At this point, her weight was not my biggest priority because finding permanent housing was on the top of my list. I wasn’t expecting to fix Eve’s weight issue at our friend’s place, but the grass, quality hay, feed and weight supplement could definitely help a bit in getting Eve back to where she needed to be.
After we found a permanent place to keep Eve, she gained all her weight back so fast. The grass at this place is just incredible. Eve is finally off her weight supplement FOREVER – at least I hope forever. The barn is feeding exactly what she’s supposed to be getting, they give quality hay that Eve generally eats (she was a picky hay eater when she first got there…), and she’s in love with the grass. She blew the F up. She was the fattest she’d been in years. It was like she was her old self again! I was so excited. She was actually gaining so much weight, they had to cut back her feed.
Getting Through the Winter
This winter, Eve was well prepared. She was a chonkster, a Big Mac, a buffalo, an extra large potato. I wasn’t expecting her to maintain all of that chonk through winter. I tried my best blanketing appropriately. Since she is so fat, she requires less blanketing. But how much less is too much less that she loses weight? You know? Trying to blanket so that she maintains her weight and doesn’t overheat is a struggle. But I find it’s best to underblanket and lose a couple pounds than overblanket and overheat like at our previous barn who blanketed all the effing time. Thankfully, Eve can afford to get underblanketed now because she has so much extra junk in the trunk.
Even though blanketing this winter was a struggle, Eve definitely is still looking the best she’s ever looked coming out of winter. Winter here is – god willing – almost over. And you can tell Eve has definitely lost some weight, but it’s not nearly as dramatic as the two previous years. This will be the first year at age 29 that Eve has successfully maintained her weight through winter!
Takeaway #1: While Eve’s weight supplement didn’t get Eve to her ideal weight, it definitely helped keep her from reverting back to her emaciated look through the winter. I probably could’ve also given her more weight supplement or added something else to her food, but I wanted to keep it simple. And I was still terrified of her becoming obese – because as you can see in the pics above, under the right circumstances she does seriously blow the F up like a balloon. And it is much harder to lose weight than to gain! So now that Eve has extra weight, we have to do light exercise/riding this spring/summer.
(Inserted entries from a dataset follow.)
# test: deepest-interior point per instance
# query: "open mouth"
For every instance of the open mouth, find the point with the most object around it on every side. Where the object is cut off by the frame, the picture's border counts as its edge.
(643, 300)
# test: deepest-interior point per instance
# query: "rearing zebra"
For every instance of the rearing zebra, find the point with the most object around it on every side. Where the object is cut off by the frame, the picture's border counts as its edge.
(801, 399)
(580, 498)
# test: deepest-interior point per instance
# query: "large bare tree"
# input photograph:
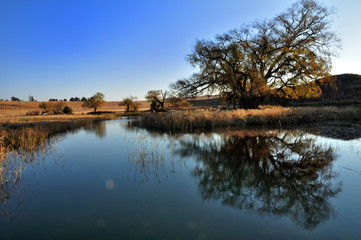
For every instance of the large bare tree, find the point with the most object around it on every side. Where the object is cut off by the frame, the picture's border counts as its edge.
(282, 57)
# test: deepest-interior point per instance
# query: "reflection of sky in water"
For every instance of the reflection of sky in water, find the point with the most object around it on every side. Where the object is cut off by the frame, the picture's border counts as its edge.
(99, 190)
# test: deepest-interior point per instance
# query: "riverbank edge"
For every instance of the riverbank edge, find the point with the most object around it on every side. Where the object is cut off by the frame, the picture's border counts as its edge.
(278, 117)
(28, 133)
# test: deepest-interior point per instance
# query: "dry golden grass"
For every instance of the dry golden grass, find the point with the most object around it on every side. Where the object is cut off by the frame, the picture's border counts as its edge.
(267, 116)
(21, 108)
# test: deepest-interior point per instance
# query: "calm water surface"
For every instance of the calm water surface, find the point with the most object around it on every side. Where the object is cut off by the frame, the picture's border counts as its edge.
(113, 182)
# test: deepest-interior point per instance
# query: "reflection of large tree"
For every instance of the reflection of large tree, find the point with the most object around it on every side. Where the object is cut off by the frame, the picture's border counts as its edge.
(281, 174)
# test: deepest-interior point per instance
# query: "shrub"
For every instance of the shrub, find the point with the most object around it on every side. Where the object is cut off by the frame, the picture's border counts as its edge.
(52, 108)
(67, 110)
(33, 113)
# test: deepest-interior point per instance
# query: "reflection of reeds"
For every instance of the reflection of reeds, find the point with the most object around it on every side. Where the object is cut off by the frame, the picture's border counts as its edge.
(26, 151)
(274, 116)
(146, 158)
(25, 145)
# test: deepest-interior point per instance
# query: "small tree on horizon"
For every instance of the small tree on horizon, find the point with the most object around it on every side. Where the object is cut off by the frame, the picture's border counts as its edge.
(130, 103)
(96, 101)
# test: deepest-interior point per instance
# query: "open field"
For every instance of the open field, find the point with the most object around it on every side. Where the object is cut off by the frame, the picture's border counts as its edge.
(21, 108)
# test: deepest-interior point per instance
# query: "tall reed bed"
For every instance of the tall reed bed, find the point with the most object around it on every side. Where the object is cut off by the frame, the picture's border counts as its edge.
(267, 116)
(22, 142)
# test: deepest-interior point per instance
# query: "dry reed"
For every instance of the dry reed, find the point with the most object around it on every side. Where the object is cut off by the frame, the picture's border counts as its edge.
(267, 116)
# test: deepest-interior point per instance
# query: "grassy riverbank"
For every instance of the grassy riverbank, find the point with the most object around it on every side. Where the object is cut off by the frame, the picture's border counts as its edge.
(30, 132)
(266, 116)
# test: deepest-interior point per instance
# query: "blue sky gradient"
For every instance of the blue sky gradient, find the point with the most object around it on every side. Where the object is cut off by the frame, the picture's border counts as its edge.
(68, 48)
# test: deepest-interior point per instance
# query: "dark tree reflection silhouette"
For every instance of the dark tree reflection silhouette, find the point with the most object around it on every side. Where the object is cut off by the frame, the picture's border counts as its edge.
(283, 174)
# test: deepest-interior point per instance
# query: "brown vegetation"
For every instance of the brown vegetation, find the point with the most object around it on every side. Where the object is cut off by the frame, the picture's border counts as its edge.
(21, 108)
(267, 116)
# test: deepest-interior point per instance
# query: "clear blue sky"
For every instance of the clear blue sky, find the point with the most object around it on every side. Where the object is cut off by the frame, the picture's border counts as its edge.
(65, 48)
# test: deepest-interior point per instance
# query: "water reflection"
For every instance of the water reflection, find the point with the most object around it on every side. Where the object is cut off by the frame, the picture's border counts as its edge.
(278, 173)
(146, 158)
(99, 128)
(13, 166)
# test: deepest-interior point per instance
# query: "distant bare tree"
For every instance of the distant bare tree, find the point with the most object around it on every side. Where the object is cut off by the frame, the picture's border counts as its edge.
(157, 99)
(130, 103)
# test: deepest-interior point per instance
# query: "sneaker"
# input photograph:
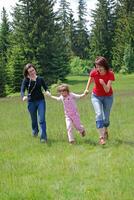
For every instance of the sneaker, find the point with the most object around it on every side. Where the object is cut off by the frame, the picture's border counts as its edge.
(102, 141)
(83, 133)
(43, 141)
(72, 142)
(106, 135)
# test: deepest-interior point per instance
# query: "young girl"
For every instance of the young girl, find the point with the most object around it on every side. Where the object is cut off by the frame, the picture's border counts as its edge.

Takeaway #2: Without grass, Eve is a hard keeper. The pics show what this horse looks like with no grass. People had suggested I give Eve alfalfa as a substitute, but Eve was a founder case so alfalfa is a no-no. But our last barn had hardly any grass and pretty terrible choice hay, so Eve had it rough. The hay wasn’t bad all the time, but if 2 days out of the week, Eve’s not eating hay in her stall because the bale is bad, it’s going to affect her body weight.
Takeaway #3: When Eve started dropping weight, everyone told me “well, she IS 27 years old. It happens.” If you have a horse that is generally an easy keeper, then all of a sudden is not an easy keeper, investigate. I knew Eve would gain back all the weight she had lost over the years; I just didn’t know how we were going to do it. But I knew it was possible under the right circumstances. And we found those circumstances. It’s a competent staff, a consistent feeding schedule, quality hay and lots of grass. But don’t let anyone tell you that your horse can’t gain weight anymore because they’re old. That’s some grade A bullsh*t.